(Host) Twenty years ago the owners of Vermont Yankee commissioned a plan for getting people to safety if there were a nuclear accident. The plan is supposed to be a shared effort among the plant, the state and the people. But lately, some of the people in southeastern Vermont are wondering if they’re having their say.
VPR’s Susan Keese reports.
(Keese) People in the towns closest to Vermont Yankee get regular reminders that there’s a nuclear power plant in the neighborhood. (Sound of emergency siren.) There’s the monthly test of the alert sirens in Brattleboro. Once a year everyone in the plant’s ten-mile emergency planning zone gets a Vermont Yankee calendar in the mail. It contains instructions in case of a radiological emergency.
If an evacuation is called for, people in Vermont towns near the plant would drive north on the interstate to Bellows Falls Union High School. There they’d be decontaminated and reunited. According to the plan, schoolchildren would be evacuated first. But a recent test of that part of the plan did little to inspire public confidence. Hundreds of kids were left waiting for school buses that never arrived.
Local people are also used to antinuclear activists, like these, outside the Brattleboro Co-op.
(Woman) “Would you like to sign a post card to Governor Douglas? It’s about the evacuation plan.”
(Man) “Here, I can make a donation too.”
(Keese) This time the complaints are not only from activists. Herb Meyer is a retired police chief from Guilford. For the past decade he’s been his town’s volunteer director of emergency planning. He says a lot of different issues have come up, like outdated phone numbers and the fact that some residents of Guilford are supposed to drive toward the plant instead of away from it.
Changes to the plan have to be approved by Vermont Emergency Management.
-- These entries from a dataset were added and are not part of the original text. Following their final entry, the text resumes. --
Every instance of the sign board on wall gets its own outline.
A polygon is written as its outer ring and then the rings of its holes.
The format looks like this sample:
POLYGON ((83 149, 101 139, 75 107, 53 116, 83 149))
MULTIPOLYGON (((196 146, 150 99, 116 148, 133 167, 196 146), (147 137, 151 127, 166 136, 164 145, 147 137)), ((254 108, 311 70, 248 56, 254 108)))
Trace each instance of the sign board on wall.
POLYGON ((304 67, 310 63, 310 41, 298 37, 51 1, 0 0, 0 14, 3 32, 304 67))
And Meyer says it’s taken nearly two years for the agency to respond to his suggestions.
(Meyer) “Any changes that I have put forth, I don’t know whether they’ve been implemented or not because I don’t have them back.”
(Keese) In Dummerston, Selectwoman Cindy Jerome says there are concerns, too:
(Jerome) “Having enough volunteers in place to enact the plan, evacuations routes being clear despite bad weather or accidents, kids being at school and getting to safety and parents trusting that that’s going to work. Notification is a big thing.”
(Keese) For years Vermont Yankee has made alert radios available to towns like Dummerston, where Yankee’s sirens can’t be heard. The radios are widely considered unreliable. The plant is working on the situation.
(Jerome) “In the meantime, we haven’t signed off on the plan and it really doesn’t seem to have affected anything one way or another.”
(Keese) This year, local lawmakers said they wanted the state to withhold the yearly letter of certification for the evacuation plan. But the letter was sent to the federal Emergency Management agency. Kerry Sleeper, Vermont’s public safety commissioner says there seems to be a lot of misunderstanding about the certification.
(Sleeper) “The actual approval per se of the plan falls solely on FEMA. There’s nothing that I’m signing that says I certify this plan is anything other than the fact that we document what steps we have taken in the previous year to support the plan.”
(Keese) Sleeper says the certification letter included many of the towns’ concerns. He cites the fact that the state opened an office in Brattleboro last year and says that many other improvements are planned. He also says the proposed budget includes money for a western evacuation center, so that no one has to drive toward the plant.
Many local people are asking for a test of the entire plan, including getting transportation to nursing homes, hospitals and day cares. For now, plans are in the works for repeat tests of the Brattleboro School evacuation that failed earlier this winter. Progress on that will be known right away, because a test will be held on Tuesday.
For Vermont Public Radio, I’m Susan Keese.